Rocky Point isn't the picture of a bountiful rural garden. Its dry, rocky soil seems to support the growth of thorn scrub more than anything else.

But then there is the sea. Lapping at their doorsteps it's the food basket, and chief money earner for most residents. Still, while the catch has been good, villagers say they haven't been faring too well lately. They've been netting few customers and, according to fishermen and vendors, they've been eating more fish recently, not only for the love of it, but because business has been so slow they've had to eat what they cannot sell.

"Through dem nuh fix di road nuhbody nuh come down ya fi buy. Business nuh slow, it a stan' up. It come like we don't even pon di map," said fisherman 'Fourteen Gun'.

Money may be hard to come by in Rocky Point, but residents rebuff suggestions they are malnourished.

"A lie dem a tell. A no dis Rocky Point. Yu nuh si how di whole a di ooman dem fat and round?," asked fish vendor Avis Ingram, pointing to her colleagues in the fish market.

"We don't want no more than two wenchman (fish), piece o' pumpkin, one 'Irish', two finger o' green banana, a piece o' pepper, chicken noodle and likkle butter. Dat is tonic. We caan malnourish," Mrs. Ingram said.

Her sentiments are likely echoed in communities across the island. The average Jamaican associates malnutrition with starvation - the face of famine-struck sub-Saharan Africa or the emaciated child with a distended belly, too weak to brush the flies away from his tear-stained cheeks, for example.

Malnutrition means more than simply not getting enough to eat, explained Dr. Erica Robinson, Assistant Professor of Nutrition and Science at Northern Caribbean University (NCU) in Mandeville.

Fat is a form of malnutrition

"Malnutrition, by definition, is poor nutrition," she said.

At the most basic level people become malnourished when they don't eat enough which means that the body doesn't get enough of the various micro-nutrients, she said.

Even people "with good size" can be malnourished and obesity is itself a form of malnutrition, she added.

"With obesity you've gone to the other extreme and poor eating habits have resulted in an excess accumulation of fatty tissue."

Dr. Robinson said she was pleased the people of Rocky Point had a high fish intake, but stressed that this did not necessarily mean they were well nourished.
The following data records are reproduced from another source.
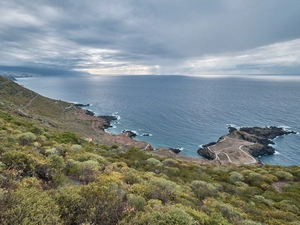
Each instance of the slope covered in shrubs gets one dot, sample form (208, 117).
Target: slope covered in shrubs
(50, 176)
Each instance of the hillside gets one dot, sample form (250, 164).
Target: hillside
(50, 173)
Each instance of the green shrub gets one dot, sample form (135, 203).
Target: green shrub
(235, 177)
(170, 162)
(30, 206)
(203, 189)
(51, 151)
(26, 138)
(136, 201)
(283, 175)
(75, 148)
(154, 162)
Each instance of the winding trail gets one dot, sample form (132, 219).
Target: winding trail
(228, 148)
(250, 156)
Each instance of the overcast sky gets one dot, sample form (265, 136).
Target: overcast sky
(187, 37)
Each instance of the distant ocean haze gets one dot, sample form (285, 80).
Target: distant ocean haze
(185, 112)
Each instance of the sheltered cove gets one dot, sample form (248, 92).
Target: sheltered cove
(241, 146)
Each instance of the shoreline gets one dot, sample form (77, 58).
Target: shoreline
(243, 145)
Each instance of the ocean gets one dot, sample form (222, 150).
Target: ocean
(186, 112)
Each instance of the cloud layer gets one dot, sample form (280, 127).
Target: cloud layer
(152, 37)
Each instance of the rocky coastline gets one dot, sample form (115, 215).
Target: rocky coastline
(257, 141)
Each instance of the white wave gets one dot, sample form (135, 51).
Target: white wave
(286, 128)
(232, 125)
(147, 134)
(117, 116)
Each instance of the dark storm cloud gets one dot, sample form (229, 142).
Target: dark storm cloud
(157, 36)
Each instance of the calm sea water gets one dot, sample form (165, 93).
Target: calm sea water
(185, 112)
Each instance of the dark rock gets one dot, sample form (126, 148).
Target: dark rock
(129, 133)
(261, 137)
(175, 150)
(89, 112)
(82, 105)
(206, 153)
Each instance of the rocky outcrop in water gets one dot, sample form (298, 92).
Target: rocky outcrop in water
(260, 137)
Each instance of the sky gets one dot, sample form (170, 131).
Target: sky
(161, 37)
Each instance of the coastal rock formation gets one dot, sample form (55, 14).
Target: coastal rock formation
(240, 145)
(175, 150)
(129, 133)
(262, 137)
(108, 120)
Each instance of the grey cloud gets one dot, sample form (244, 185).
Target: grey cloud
(95, 34)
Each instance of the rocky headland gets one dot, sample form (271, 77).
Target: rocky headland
(240, 146)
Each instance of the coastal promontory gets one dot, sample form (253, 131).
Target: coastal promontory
(241, 146)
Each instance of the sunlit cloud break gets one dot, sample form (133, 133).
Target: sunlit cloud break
(271, 59)
(151, 37)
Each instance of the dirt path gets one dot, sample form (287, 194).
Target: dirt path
(31, 100)
(230, 150)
"The fact they are eating a high intake of fish is good because it is probably meeting their protein requirements."

"But in order to be healthy you need a balance of nutrients from all the different food groups, including carbohydrates, fats, vitamins and so on. It may well be that they are getting enough protein but not enough of other nutrients," she said.

Ingrid Allen, a resident of the area, told The Gleaner that aside from what comes from the sea, there was no significant food production in Rocky Point.
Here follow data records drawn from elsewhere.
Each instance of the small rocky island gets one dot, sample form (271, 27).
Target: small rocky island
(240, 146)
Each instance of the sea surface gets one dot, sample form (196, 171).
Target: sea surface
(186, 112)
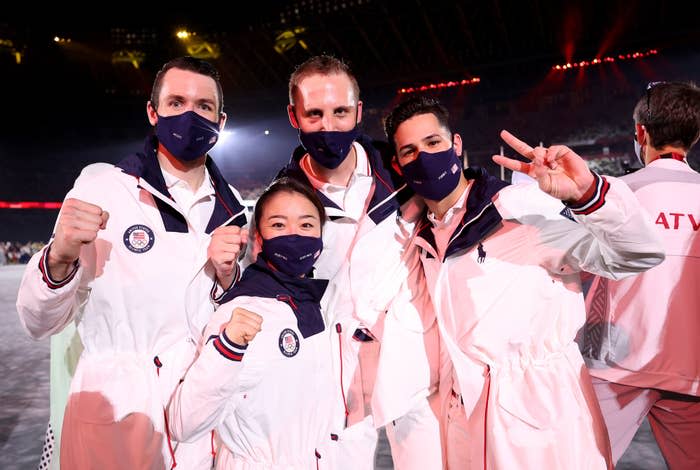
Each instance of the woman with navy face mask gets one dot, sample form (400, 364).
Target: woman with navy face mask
(263, 380)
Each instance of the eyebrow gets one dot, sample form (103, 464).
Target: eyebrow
(305, 216)
(408, 146)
"I would say about 30 per cent actually grow food to eat," said Ms. Allen, who sells fish outside the market. She added there was no significant amount of livestock rearing in the community.

Asked why residents don't pay greater attention to growing provisions and rearing livestock, the 29-year-old mother of two said, "Because we mostly depend on the sea. It's mostly fish we deal with."